Calculating IPv4 Summary Prefixes

Given a list of IPv4 prefixes of the same length, how do you find the summary address (or addresses) for them? This post describes a method and uses some worked examples to illustrate. The post draws deeply from the CCIE Routing and Switching Exam Certification Guide by Wendel Odom, with lots additions of mine for clarity as well as some procedures that are not described in the text. I assume that you already understand the standard terminology associated with IPv4 addressing in general.

Definitions


  • Block (B): Different subnet numbers are multiples of the block (B).
  • The block for prefix length (P) is given by: B(P) = 2^{8-P\%8}.
  • The modulo (MOD or %) operation simply finds the remainder of dividing one number by another. We are dividing by 8 here because each octet of an IPv4 address is 8 bits in length.
  • Inclusive summary address: A summary that includes prefixes outside the range of prefixes you are summarizing.
  • Exclusive summary address: A summary address (or addresses in some cases) that only includes prefixes within the range you are summarizing.
  • Interesting Octet: the octet within the IPv4 address in which the prefix length falls. To find this, simply divide the prefix length by 8 and round to the next whole integer.

General procedure


The general procedure to find the exclusive summary address(es) is as follows:

  1. Find the inclusive summary route and use this as the first candidate exclusive address.
  2. Determine the range of addresses of the candidate exclusive address. If it totally encompasses all the component prefixes, then this candidate is the exclusive summary address. If not, split the component candidate address into two with a new prefix length P’ = P + 1
  3. Repeat step #2 for each half of the candidate summary address. As you do this several times, you will eliminate prefixes from the bottom and top of the range till you are left with just the exact prefixes that encompass all the candidate prefixes.

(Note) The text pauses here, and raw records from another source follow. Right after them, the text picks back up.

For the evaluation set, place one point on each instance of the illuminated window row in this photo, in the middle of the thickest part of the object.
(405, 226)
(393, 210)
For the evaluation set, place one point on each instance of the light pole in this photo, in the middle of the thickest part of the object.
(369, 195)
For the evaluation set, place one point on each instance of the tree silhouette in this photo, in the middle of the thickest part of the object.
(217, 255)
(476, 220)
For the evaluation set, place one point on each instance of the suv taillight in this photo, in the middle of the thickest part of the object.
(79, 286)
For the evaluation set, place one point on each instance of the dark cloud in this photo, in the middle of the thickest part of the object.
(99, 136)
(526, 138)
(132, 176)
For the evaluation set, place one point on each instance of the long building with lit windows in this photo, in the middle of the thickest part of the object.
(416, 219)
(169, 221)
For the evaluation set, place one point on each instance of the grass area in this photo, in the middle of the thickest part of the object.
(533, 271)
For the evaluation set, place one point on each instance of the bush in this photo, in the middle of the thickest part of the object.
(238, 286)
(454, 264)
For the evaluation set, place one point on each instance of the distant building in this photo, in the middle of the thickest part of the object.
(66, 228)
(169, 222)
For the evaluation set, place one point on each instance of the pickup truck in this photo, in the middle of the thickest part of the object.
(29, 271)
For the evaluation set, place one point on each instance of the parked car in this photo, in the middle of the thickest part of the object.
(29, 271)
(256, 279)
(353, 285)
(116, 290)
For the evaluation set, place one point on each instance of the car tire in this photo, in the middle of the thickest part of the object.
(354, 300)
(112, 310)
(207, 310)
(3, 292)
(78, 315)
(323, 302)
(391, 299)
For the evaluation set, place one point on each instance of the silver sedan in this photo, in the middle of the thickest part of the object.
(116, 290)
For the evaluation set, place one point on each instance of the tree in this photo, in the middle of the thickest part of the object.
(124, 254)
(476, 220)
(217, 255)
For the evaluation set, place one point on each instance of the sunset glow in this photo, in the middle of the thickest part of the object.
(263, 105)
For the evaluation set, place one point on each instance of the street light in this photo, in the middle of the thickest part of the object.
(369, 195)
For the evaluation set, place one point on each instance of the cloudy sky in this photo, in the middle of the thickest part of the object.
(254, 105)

Calculating the inclusive summary route


You should know (from your routing table) or from the problem set in an exam the following information

  • A list of prefixes to summarize i.e. the component prefixes.
  • The prefix length of the prefixes (P). This is the same for all component prefixes.

You use the given prefixes to find the inclusive summary route as follows:

  1. Let the number of component prefixes be ‘s’
  2. The number of bits required to give ‘s’ prefixes is given by ‘y’ where: 2^{y} ≧ s (take the next whole integer)
  3. Calculate a new prefix length P’ = P – y
  4. Calculate S0 – the subnet number when you take the lowest numeric subnet (e.g 192.168.20.0 is less than 192.168.25.0) in the list as an IP address with prefix length P’.
  5. Calculate S1 – the subnet number when you take the highest numeric subnet in the list as an IP address with prefix length P’
  6. If S0=S1 then this is the best summary route.
  7. If S0≠S1, then repeat steps #4 and #5 with a new (shorter) prefix length P’= P’ – 1

Calculating the exclusive summary route


  1. Find the inclusive summary prefix and use it as a candidate exclusive summary prefix
  2. Determine the range of the candidate summary, if all candidates prefixes fall within the range, then this is the exclusive summary prefix and you are done.
  3. If the range of the candidate prefixes includes prefixes outside the component prefixes, split the candidate into two parts with length P’ = P +1 and repeat step #2 with each half.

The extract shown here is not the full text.